Only seven per cent said it was likely that their P2P investments would decrease, while the remaining 12 per cent said they were undecided.

The results represent a firm vote of confidence in the sector as a whole, and its ability to offer sanctuary and preferential rates to investors at a time of widespread economic uncertainty among many other asset classes.

Nick Harding, founding CEO of Lending Works, commented:

“We’re delighted to see such a significant and overwhelmingly positive response to our poll, which is indicative of the confidence our customers have in peer-to-peer lending, despite the volatility in the various investment markets at present.

“It was always our position that we were in favour of Britain remaining in the European Union. But, as a company, and indeed as part of the wider P2P industry, we’ve also firmly held the belief that our immediate exposure to the ramifications of Brexit would be minimal and indirect. As a result, we’re confident that we’re well placed to offer stability to investors at a time of great uncertainty, and it’s wonderful to see this viewpoint echoed in this response from our active customers.”

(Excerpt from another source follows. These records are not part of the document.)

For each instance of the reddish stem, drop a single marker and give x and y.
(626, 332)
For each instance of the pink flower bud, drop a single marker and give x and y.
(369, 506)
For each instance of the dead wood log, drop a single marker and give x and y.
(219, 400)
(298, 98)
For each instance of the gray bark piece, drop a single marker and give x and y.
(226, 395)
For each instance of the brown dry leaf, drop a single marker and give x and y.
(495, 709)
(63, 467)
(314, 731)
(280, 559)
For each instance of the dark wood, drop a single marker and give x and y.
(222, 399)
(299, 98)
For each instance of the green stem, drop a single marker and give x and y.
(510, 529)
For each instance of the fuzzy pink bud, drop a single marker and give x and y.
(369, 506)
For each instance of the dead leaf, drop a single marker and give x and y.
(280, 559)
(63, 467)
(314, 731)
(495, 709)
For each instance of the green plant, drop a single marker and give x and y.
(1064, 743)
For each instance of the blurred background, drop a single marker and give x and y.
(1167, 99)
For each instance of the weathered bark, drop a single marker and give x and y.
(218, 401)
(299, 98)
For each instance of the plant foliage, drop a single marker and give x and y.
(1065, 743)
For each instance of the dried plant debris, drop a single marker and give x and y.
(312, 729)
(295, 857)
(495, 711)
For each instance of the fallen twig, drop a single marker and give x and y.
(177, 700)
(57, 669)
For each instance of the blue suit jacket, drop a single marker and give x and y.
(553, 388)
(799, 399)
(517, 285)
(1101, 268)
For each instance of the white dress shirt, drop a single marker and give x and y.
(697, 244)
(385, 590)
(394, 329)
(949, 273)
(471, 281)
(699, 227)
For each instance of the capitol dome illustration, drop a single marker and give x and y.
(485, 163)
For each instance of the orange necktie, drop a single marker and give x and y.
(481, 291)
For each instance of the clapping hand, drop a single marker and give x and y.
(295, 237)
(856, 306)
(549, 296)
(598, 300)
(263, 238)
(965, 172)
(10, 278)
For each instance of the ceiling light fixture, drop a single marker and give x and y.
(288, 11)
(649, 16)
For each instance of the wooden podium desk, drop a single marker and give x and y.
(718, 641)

Focus on partnerships and growth

Lending Works also conducted more in-depth research with 30 of its most engaged lenders to further understand the thought processes of a typical P2P investor following the UK’s vote to leave the EU. The group was asked four qualitative-style questions, which looked at attitudes towards the company, P2P lending in general, and other asset classes in the context of Brexit.

Responses regarding fears in terms of other investments were mixed, but overall the group held a comfortable and optimistic outlook on the merits of P2P lending. While the risk of increased defaults in the event of a downturn was acknowledged, most participants were at ease with the levels of protection in place to deal with such a threat. A greater concern among participants was the potential impact on interest rates within the sector, while many also conveyed that the arrival of the Innovative Finance ISA (IFISA) was the issue most prominent in their minds.

Harding added:

“Our ongoing mission is to better understand the rationale behind the decisions our customers make. After all, our lender base is made up of many successful investors with plenty of expertise to offer. We were once again struck by the optimistic attitude of our lenders, with regard to both the short and long-term prospects of P2P lending.

“Their concerns about rates offered through a platform such as ours being suppressed by external forces are duly noted. Yet while there can be no guarantees, we are immensely confident that returns will remain equally, if not more, competitive in relation to other asset classes in terms of risk and reward for the foreseeable future – regardless of what happens to rates in the wider economy.

“We also share our investors’ sense of anticipation regarding the launch of the new IFISA – something we’re expecting to happen very soon, and which will bring great benefits for many years to come.”